Nearly half of women who are victims of violent crime are women with disabilities, per the Unfinished Business report. And while violent crime in general has dropped in Canada, sexual assault is the one violent crime that continues to buck the trend.
The risk of violence is even greater for Indigenous women, who were killed at a rate almost six times greater than non-Indigenous women between 2001 and 2015.
And while more women hold post-secondary degrees than men, according to Statistics Canada, that hasn’t translated to equal pay. In fact, per the Unfinished Business report, Canada has one of the highest pay gaps among the Organisation for Economic Co-operation and Development group of industrialized countries, coming 31st out of 36.

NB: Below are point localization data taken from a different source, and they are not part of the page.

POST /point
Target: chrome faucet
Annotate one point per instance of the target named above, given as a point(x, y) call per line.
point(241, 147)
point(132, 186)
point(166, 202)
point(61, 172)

White women make an average of 82 cents for every dollar white men make, while racialized women make 60 cents and Indigenous women make 57 cents for every dollar a white man makes.
“Canada is not nearly close enough to meeting its 2030 Agenda (for Sustainable Development) goals,” the report says. “Women are still waiting for meaningful equality.”
Between 2006 and 2018, the gender gap narrowed by less than a quarter of a percentage point per year on average.
Young girls will not see gender equality in their lifetime “if we let it continue at a glacial place,” Gunraj says. At this rate, it will take 164 years to close the gap, according to Unfinished Business.
And, as the report notes, for every step forward there seems to be another step back.
“The closer women get to closing the gender gap, it seems the greater the barriers become to achieving equality.”